Bull malarky. The statement I highlighted in blue is far from fact. I agree with the rest of your post, but deer and hogs definitely can and do coexist. On a recent three-day hog hunt in mid-south Georgia, I was in an area that is absolutely infested with hogs. You can't walk fifty yards without seeing a hog track. There are wallows all over the place, and the woods are a network of hog trails, filled with hog beds and rubs. I probably saw forty pigs that weekend, and my group killed eleven hogs between us. This wasn't night hunting with thermal stuff either, this was just spot-and-stalk or stand hunting around food plots. I have never in my life saw a piece of land with more hogs on it. The whole durn woods _smelled_ like hogs.

I also saw 31 deer in those three days, more than I've seen in total all hunting season hunting in areas where there are no hogs at all. Deer do not leave when hogs show up.


----------



## kc65

show me a trailcam pic of deer and hogs shareing a meal..never said that deer and hogs dont share the same habitat, but whenever hogs show up for an extended period and without efforts to control their population the deer will leave that area for "greener pastures"...


----------



## PURVIS

NCHillbilly said:


> Bull malarky. The statement I highlighted in blue is far from fact. I agree with the rest of your post, but deer and hogs definitely can and do coexist. On a recent three-day hog hunt in mid-south Georgia, I was in an area that is absolutely infested with hogs. You can't walk fifty yards without seeing a hog track. There are wallows all over the place, and the woods are a network of hog trails, filled with hog beds and rubs. I probably saw forty pigs that weekend, and my group killed eleven hogs between us. This wasn't night hunting with thermal stuff either, this was just spot-and-stalk or stand hunting around food plots. I have never in my life saw a piece of land with more hogs on it. The whole durn woods _smelled_ like hogs.
> 
> I also saw 31 deer in those three days, more than I've seen in total all hunting season hunting in areas where there are no hogs at all. Deer do not leave when hogs show up.
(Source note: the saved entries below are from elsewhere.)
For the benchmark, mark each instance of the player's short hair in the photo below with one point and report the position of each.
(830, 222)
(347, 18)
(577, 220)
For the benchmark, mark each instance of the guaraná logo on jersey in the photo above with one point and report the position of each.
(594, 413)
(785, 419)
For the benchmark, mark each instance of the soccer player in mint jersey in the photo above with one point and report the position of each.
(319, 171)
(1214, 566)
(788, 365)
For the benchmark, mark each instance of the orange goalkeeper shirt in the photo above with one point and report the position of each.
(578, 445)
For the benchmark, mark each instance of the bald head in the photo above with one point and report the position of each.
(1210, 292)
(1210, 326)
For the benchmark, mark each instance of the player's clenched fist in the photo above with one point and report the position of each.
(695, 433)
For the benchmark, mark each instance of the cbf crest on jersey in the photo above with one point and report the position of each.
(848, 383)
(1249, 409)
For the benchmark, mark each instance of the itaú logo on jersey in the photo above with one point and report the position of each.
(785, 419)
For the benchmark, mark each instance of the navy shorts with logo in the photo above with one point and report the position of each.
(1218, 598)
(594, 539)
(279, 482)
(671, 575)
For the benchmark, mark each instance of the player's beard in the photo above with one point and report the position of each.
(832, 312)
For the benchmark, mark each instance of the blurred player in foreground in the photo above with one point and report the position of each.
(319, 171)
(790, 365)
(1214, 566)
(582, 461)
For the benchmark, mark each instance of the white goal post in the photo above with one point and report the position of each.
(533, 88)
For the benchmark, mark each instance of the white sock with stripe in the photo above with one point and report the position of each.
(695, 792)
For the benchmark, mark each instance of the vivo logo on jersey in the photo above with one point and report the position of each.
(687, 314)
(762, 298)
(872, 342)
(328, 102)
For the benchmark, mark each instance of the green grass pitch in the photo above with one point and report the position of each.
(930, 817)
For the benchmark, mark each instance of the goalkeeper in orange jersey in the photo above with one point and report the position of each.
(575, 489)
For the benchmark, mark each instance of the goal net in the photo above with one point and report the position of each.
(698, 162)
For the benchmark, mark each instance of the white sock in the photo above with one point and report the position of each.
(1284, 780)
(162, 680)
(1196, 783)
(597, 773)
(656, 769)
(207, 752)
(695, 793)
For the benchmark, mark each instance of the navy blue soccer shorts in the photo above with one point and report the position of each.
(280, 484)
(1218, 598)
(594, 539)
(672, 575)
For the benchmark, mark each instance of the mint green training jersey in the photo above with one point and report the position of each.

Its sounds great to have a place like this to hunt i'm in mid south ga. and most of these places slack off there feeding programs in the summer mths and this great supply of wildlife are left to fend for there self's u did not say how many of the 31 deer u guys killed i'm guessing its not anywhere near 11 sounds like they manage the hogs pretty well if most guest have the luck u all did.i'm not saying this place does not feed year round but most don't.this great number of deer and hogs are left for the farmer to feed i know i have seen up to 50 deer a night with nv.i've also been called to a farm for hog damage and after taking a closer look it was deer damage.all i saying is if your going to bash the the hogs don't for get the deer they feed in the Fields as well.kc65 u and kyle are really showing how little time u have spent in in the woods,kc65 ask the trail cam guys for some proof i have seen 100s on the site.


----------



## Greg45

Well at the honey hole no hogs so far buy did have a couple deer checking me out lol


----------



## NCHillbilly

PURVIS said:


> Its sounds great to have a place like this to hunt i'm in mid south ga. and most of these places slack off there feeding programs in the summer mths and this great supply of wildlife are left to fend for there self's u did not say how many of the 31 deer u guys killed i'm guessing its not anywhere near 11 sounds like they manage the hogs pretty well if most guest have the luck u all did.i'm not saying this place does not feed year round but most don't.this great number of deer and hogs are left for the farmer to feed i know i have seen up to 50 deer a night with nv.i've also been called to a farm for hog damage and after taking a closer look it was deer damage.all i saying is if your going to bash the the hogs don't for get the deer they feed in the Fields as well.kc65 u and kyle are really showing how little time u have spent in in the woods,kc65 ask the trail cam guys for some proof i have seen 100s on the site.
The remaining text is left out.